Enable fault tolerance monitoring when you create a DLC job - Platform For AI

This topic describes how to use the AIMaster-based fault tolerance monitoring feature provided by DLC.

Background

Deep learning is widely used. As models and datasets become larger, distributed training has become a common practice. However, an increase in the number of job instances also increases the likelihood of software and hardware exceptions, which can cause the job to fail.

To ensure the stable operation of large-scale, distributed deep learning jobs, DLC provides an AIMaster-based fault tolerance monitoring feature. AIMaster is a job-level component. When enabled, an AIMaster instance runs alongside the other job instances to perform job monitoring, fault tolerance assessment, and resource control.

Limitations

AIMaster currently supports the following frameworks: PyTorch, MPI, TensorFlow, and ElasticBatch.

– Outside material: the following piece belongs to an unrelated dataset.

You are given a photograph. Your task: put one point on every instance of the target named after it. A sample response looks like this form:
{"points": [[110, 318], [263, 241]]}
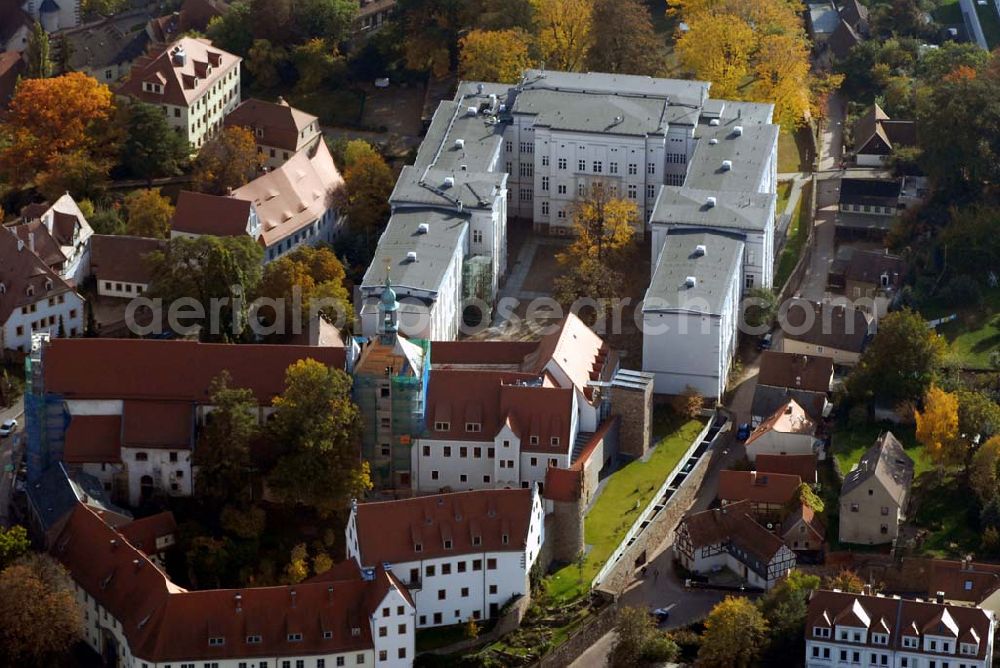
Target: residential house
{"points": [[876, 137], [767, 493], [845, 629], [280, 130], [730, 537], [804, 530], [787, 431], [120, 264], [60, 234], [838, 331], [875, 494], [690, 313], [803, 466], [130, 419], [195, 83], [462, 555], [33, 298], [133, 615], [783, 376]]}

Step 1: Configure fault tolerance parameters

This section describes all parameters for the fault tolerance monitoring feature. You can use the sample configurations to help plan your settings. When you enable the feature, you can specify these parameters in the Other Cofiguration section.

Parameters

Category	Feature	Parameter	Description	Default
General configuration	Job execution mode	--job-execution-mode	Specifies the execution mode of the job. Valid values: Sync: Synchronous job. Async: Asynchronous job. The fault tolerance behavior for a retriable error varies by job type: For a synchronous job, the entire job is restarted. For an asynchronous job, worker instances are independent. Only the failed instance is restarted, and other instances are not affected.	Sync
	Job restart settings	--enable-job-restart	Specifies whether the job restarts when a fault tolerance condition is met or a runtime exception is encountered. Valid values: False: The job does not restart. True: The job restarts.	False
	Job restart settings	--max-num-of-job-restart	Specifies the maximum number of times the job can restart. If this number is exceeded, the job is marked as failed.	3
Runtime configuration Note Applies to scenarios where no instance fails.	Job hang detection	--enable-job-hang-detection	Specifies whether to enable hang detection for a running job. This feature supports only synchronous jobs. Valid values: False: Disables the feature. True: Enables the feature. If the stdout and stderr logs of all instances are not updated within the specified time, a job restart is triggered.	False
		--job-hang-interval	Specifies the duration in seconds that a job can be inactive before it is considered to hang. The value must be a positive integer. If the inactive duration exceeds this value, the job is marked as abnormal and a restart is triggered.	1800
		`--enable-c4d-hang-detection`	Specifies whether to enable C4D (Calibrating Collective Communication over Converged ethernet - Diagnosis) detection. This feature helps you quickly diagnose and locate slow nodes and faulty nodes that cause a job to hang. Note This parameter takes effect only when `--enable-job-hang-detection` is enabled.	False
	Hang detection on job exit	--enable-job-exit-hang-detection	Specifies whether to enable hang detection when a job is about to exit. This feature supports only synchronous jobs. Valid values: False: Disables the feature. True: Enables the feature. If a job does not exit within the specified period after one of its instances completes, a job restart is triggered.	False
	Hang detection on job exit	--job-exit-hang-interval	Specifies the duration in seconds that a job can be inactive during its exit process. The value must be a positive integer. If the inactive duration on exit exceeds this value, the job is marked as abnormal and a restart is triggered.	600
Fault tolerance configuration Note Applies to scenarios where an instance fails.	Fault tolerance policy	--fault-tolerant-policy	Specifies the fault tolerance policy. Valid values: OnFailure: When a job exception occurs: For an asynchronous job, the failed instance is unconditionally restarted. For a synchronous job, the job is unconditionally restarted. ExitCodeAndErrorMsg: When a job exception occurs, the system evaluates the exit code and error message of the failed instance. For more information, see Step 3: Configure advanced features for fault tolerance monitoring. If the retry conditions are met: For an asynchronous job, the failed instance is restarted. For a synchronous job, the job is restarted. Never: No action is taken. The job is marked as failed.	ExitCodeAndErrorMsg
	Maximum occurrences of the same error	--max-num-of-same-error	Specifies the maximum number of times the same error can occur on a single instance. If the error count exceeds this value, the job is marked as failed.	10
	Maximum tolerated failure rate	--max-tolerated-failure-rate	Sets the maximum tolerated failure rate. If the percentage of failed instances exceeds this value, the job is marked as failed. The default value -1 indicates that this feature is disabled. Example: If you set this parameter to 0.3, the job is marked as failed if more than 30% of the worker instances fail.	-1

Sample configurations

The following examples show common parameter configurations for different training jobs.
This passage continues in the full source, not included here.